- Buttar Bakhuha Location in Punjab, India Buttar Bakhuha Buttar Bakhuha (India)
- Coordinates: 30°26′17″N 74°39′57″E﻿ / ﻿30.438111°N 74.665725°E
- Country: India
- State: Punjab
- Region: Punjab
- District: Sri Muktsar Sahib
- Talukas: Giddarbaha

Population (2001)
- • Total: 1,985

Languages
- • Official: Punjabi (Gurmukhi)
- • Regional: Punjabi
- Time zone: UTC+5:30 (IST)
- PIN: 152101
- Telephone code: 01637
- Vehicle registration: PB30
- Nearest city: Giddarbaha
- Sex ratio: 1000/912 ♂/♀

= Buttar Bakhuha =

Buttar Bakhuha is a small village in the Giddarbaha tehsil of Sri Muktsar Sahib district in Punjab, India.

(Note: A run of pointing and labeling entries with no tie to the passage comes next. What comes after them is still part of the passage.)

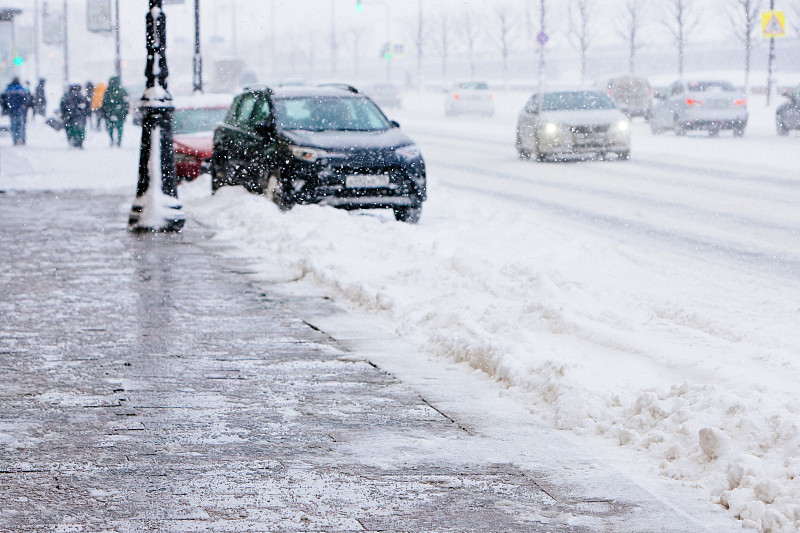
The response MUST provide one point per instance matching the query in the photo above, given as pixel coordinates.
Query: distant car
(326, 145)
(787, 117)
(630, 94)
(385, 95)
(472, 97)
(572, 122)
(710, 105)
(193, 132)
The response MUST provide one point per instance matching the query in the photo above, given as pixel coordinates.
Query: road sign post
(773, 24)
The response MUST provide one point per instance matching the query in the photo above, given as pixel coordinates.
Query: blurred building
(8, 44)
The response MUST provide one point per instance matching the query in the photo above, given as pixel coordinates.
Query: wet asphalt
(147, 384)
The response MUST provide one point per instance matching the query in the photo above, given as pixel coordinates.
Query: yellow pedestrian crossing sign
(773, 24)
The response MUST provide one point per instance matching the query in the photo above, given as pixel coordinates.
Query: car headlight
(622, 126)
(186, 158)
(409, 152)
(551, 129)
(310, 155)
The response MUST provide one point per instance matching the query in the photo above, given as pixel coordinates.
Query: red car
(193, 131)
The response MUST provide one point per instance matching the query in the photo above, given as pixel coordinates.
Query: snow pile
(657, 356)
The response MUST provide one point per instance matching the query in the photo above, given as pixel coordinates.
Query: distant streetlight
(388, 54)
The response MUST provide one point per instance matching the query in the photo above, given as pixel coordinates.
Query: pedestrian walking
(74, 112)
(39, 99)
(115, 108)
(97, 104)
(15, 102)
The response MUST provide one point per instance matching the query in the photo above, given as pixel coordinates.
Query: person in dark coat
(115, 108)
(74, 112)
(15, 101)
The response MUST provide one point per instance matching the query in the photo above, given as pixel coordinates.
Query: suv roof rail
(256, 87)
(345, 86)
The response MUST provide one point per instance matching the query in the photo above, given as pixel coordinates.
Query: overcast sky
(304, 27)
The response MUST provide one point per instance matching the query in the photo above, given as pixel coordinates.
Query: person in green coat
(115, 108)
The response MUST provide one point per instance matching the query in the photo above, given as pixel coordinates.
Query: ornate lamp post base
(156, 207)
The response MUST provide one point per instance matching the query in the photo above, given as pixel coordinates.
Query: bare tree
(444, 42)
(470, 29)
(504, 18)
(681, 22)
(631, 20)
(582, 28)
(744, 16)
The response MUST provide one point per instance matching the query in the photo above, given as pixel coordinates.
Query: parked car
(630, 94)
(787, 117)
(469, 97)
(327, 145)
(711, 105)
(572, 122)
(193, 132)
(385, 95)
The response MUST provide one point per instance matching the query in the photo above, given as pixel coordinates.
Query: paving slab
(147, 384)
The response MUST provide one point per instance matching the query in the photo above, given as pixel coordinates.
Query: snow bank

The village is predominated by the Jatts of Buttar clan.

==Geography==

The village is 7 km away from the Giddarbaha city and 265 km from the state capital city of Chandigarh. Husnar (4.5 km), Madhir (4.5 km) and Kot Bhai (4.5 km) are the surrounding villages.

==Demographics==

At the 2001 census, the village had a total population of 1,985 with 332 households, 1,038 males and 947 females. Thus males constituted 52% and females 48% of the population with the sex ratio of 912 females per thousand males.

==Culture==

The village is predominated by the Jatts of Buttar community/clan. The population mainly follows the Sikh faith.

Punjabi is the mother tongue as well as the official language of the village.